New data support B/FTC/TAF use in HIV+ children

Data from a French study presented at CROI 2023 support the use of bictegravir 50 mg/emtricitabine 200 mg/tenofovir alafenamide 25 mg (B/FTC/TAF) in the management of paediatric patients with HIV.

“B/FTC/TAF is now approved for use in HIV-positive children weighing ≥25 kg. However, published data about its efficacy in the paediatric population are limited to only one trial that includes subjects with suppressed viremia at baseline, good adherence to treatment, and short-term follow-up,” noted the team of researchers led by Dr Pierre Frange from the Necker-Enfants Malades Hospital, Paris, France.

Frange and colleagues thus conducted a ‘real-life’ study to provide long-term data on the risk of viral failure and acquired genotypic resistance in children and adolescents receiving B/FTC/TAF and followed at their facility.

They retrospectively analysed 60 consecutive paediatric patients (median age 11.1 years) who received B/FTC/TAF between 2019 and 2022. In this study, viral failure was defined as not achieving an undetectable plasma viral load (<50 copies/mL) within 3 months of initiating B/FTC/TAF treatment, or as experiencing a viral rebound (plasma viral load ≥50 copies/mL). [CROI 2023, abstract 830]
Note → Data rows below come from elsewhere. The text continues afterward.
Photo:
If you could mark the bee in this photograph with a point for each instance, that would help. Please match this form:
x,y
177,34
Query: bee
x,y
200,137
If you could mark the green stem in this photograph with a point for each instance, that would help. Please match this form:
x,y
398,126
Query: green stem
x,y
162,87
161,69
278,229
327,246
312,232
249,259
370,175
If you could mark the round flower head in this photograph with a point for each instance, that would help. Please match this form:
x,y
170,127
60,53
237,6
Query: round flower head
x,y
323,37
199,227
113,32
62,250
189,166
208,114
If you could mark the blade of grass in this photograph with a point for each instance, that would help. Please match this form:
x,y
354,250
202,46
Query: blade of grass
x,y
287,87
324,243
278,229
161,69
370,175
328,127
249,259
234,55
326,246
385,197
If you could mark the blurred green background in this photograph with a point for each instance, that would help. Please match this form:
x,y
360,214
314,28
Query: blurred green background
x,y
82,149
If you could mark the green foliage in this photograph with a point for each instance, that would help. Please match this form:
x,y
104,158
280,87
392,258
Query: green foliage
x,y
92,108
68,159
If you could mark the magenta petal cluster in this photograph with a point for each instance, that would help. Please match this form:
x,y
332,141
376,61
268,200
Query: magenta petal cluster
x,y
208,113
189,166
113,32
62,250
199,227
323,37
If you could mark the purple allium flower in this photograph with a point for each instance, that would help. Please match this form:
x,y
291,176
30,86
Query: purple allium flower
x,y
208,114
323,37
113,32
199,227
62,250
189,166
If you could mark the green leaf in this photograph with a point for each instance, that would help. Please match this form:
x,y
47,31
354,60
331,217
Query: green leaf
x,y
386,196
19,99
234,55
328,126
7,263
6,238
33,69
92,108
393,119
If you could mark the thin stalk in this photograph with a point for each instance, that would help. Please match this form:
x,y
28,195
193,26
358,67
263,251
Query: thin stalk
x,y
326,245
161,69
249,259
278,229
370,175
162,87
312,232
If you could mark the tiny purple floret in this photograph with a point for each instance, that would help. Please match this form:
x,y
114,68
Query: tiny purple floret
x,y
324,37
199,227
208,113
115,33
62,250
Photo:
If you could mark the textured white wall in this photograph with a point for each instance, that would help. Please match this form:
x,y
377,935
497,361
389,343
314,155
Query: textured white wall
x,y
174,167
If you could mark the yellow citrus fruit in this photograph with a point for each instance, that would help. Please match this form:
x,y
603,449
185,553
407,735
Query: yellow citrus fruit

At baseline, more than 90 percent of participants had a previous exposure to antiretroviral therapy. Eighty-five percent had a prior exposure to dolutegravir and elvitegravir, both integrase strand transfer inhibitors. About two-thirds were virologically suppressed.

After a median follow-up of 27 months, 37 participants had sustained viral suppression. All had undetectable plasma viral load at the time of the last visit, without having to change their antiretroviral regimen.

The other 23 participants (38.3 percent) had viral failure after a median follow-up of 33 months, 12 of whom experiencing a viral rebound. Despite this high incidence of viral failure, 12 of these patients were able to achieve an undetectable plasma viral load at the last visit, the researchers noted.

Overall, with reinforced measures to improve adherence, 49 out of the 60 participants (81.7 percent) had undetectable plasma viral load at the last visit, underscored Frange.

Furthermore, despite a long duration of viraemia while on treatment (median 7.5 months), there was no emergence of resistance-associated mutations among the participants who had viral failure.

Taken together, these findings suggest that while viral failure was frequent, acquired resistance was rare, explained Frange and colleagues.

In most of the participants who had antiretroviral therapy exposure, the introduction of B/FTC/TAF reduced the treatment burden that their previous regimen entailed, which involved numerous pills (61 percent) or syrups (30 percent), twice-daily dosing (43 percent) and/or larger-sized pills (4 percent).

No participant ceased using B/FTC/TAF owing to drug-related side effects.

“Because of its good tolerance, high genetic barrier to resistance, and small pill burden, B/FTC/TAF could be especially useful in the paediatric population, wherein the risk of poor treatment adherence is high,” the researchers concluded.